What, then, is Hammond’s statement all about?  It’s about selling an idea that “radicalisation” is caused by “hate speech”, and that the way to stop radicalisation is to clamp down on what people are allowed to say.  But more importantly, it’s about the state wanting to look as if it’s doing something.

So what is “radicalisation”?

According to forensic psychiatrist Marc Sageman, who has studied the issue in some depth, “The notion that there is any serious process called 'radicalisation', or indoctrination, is really a mistake. What you have is some young people acquiring some extreme ideas - but it's a similar process to acquiring any type of ideas. It often begins with discussions with a friend.”

Kenan Malik picks up the thread in his article “The Making of Wannabe Jihadis in the West”.  He writes:

“Simplistic narratives about ‘radicalisation’ miss the complex roots of homegrown terrorism.
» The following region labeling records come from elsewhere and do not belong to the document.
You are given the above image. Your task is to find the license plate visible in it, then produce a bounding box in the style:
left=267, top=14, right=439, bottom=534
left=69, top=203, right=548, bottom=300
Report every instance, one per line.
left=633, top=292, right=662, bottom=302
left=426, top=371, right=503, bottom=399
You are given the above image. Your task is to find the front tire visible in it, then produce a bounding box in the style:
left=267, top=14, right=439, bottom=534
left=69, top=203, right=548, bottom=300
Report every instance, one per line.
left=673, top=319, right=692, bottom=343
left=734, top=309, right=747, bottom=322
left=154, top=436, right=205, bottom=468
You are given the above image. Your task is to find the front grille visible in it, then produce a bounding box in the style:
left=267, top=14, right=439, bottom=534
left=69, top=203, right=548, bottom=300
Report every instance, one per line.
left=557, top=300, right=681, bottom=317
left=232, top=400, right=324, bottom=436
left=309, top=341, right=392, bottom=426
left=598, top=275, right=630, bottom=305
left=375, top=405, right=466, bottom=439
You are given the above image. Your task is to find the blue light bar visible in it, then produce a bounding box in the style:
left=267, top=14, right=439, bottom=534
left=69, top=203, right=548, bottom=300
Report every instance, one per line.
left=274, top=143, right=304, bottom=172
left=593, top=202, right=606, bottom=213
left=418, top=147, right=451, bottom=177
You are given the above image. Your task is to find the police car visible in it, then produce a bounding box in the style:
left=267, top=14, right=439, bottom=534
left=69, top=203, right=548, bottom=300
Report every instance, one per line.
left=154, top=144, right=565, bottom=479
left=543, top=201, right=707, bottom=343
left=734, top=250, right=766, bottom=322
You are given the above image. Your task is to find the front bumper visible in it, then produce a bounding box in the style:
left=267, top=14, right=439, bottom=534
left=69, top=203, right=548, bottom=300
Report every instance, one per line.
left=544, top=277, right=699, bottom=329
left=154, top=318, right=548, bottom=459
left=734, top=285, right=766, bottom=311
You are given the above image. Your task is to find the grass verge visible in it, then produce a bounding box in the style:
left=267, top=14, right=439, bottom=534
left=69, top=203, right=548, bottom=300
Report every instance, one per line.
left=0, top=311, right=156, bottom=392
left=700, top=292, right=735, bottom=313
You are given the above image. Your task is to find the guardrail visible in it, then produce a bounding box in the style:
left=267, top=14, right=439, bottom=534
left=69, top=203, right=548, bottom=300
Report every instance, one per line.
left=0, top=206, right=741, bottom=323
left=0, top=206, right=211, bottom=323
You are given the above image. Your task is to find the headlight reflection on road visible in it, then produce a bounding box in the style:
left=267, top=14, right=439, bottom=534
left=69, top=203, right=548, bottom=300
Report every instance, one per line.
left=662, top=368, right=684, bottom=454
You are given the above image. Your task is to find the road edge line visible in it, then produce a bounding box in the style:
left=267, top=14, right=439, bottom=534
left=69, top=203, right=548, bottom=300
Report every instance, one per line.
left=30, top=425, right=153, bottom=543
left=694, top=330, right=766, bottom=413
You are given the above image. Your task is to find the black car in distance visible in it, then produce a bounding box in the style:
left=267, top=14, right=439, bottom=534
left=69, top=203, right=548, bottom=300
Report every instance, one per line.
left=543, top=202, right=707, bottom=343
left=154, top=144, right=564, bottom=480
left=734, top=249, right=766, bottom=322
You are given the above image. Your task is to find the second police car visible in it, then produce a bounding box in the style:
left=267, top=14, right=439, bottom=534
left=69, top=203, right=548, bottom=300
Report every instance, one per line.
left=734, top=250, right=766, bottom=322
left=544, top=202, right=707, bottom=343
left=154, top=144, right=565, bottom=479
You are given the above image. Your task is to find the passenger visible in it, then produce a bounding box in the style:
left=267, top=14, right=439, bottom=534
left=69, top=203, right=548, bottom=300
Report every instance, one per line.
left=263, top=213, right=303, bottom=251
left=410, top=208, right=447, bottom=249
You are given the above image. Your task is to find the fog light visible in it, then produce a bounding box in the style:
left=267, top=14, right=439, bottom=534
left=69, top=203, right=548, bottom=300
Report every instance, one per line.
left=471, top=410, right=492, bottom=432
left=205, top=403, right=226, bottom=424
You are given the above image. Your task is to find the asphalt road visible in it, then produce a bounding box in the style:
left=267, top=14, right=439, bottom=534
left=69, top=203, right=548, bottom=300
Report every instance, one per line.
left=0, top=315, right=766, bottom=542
Proposed solutions, such as banning organizations, pre-censoring online hate speech, increasing state surveillance, and so on, betray our liberties without addressing the issues that has made Islamism attractive to some in the first place”.

Instead, we need to look at the processes by which people might become “disembedded from social norms”, but to recognise that the “radicalisation” notion looks at them the wrong way round.  

Malik says “the ‘radicalization’ argument looks upon the jihadists’ journey back to front. It begins with the jihadists as they are at the end of their journey – enraged about the West, and with a black and white view of Islam – and assumes that these are the reasons they have come to be as they are.”

For Malik, we need to recognise that society has become fractured, but that the issue is not that the “Muslim community” has become disengaged with wider society. The term itself encourages a misunderstanding - there is no one “Muslim community”, any more than there is a “white community”, for example; instead, we should refer to a Muslim population. No, the issue is that wider society itself is fractured and atomised, with many individuals finding themselves adrift and looking for identity and belonging, and this includes, but is not particular to, Muslims.

The way to address this is not to drive in further wedges and intensify feelings of alienation, but to engage, to challenge, to demonstrate which ideas are ridiculous, not to drive those ideas underground.


But then maybe just saying all this makes me an apologist in some people’s eyes.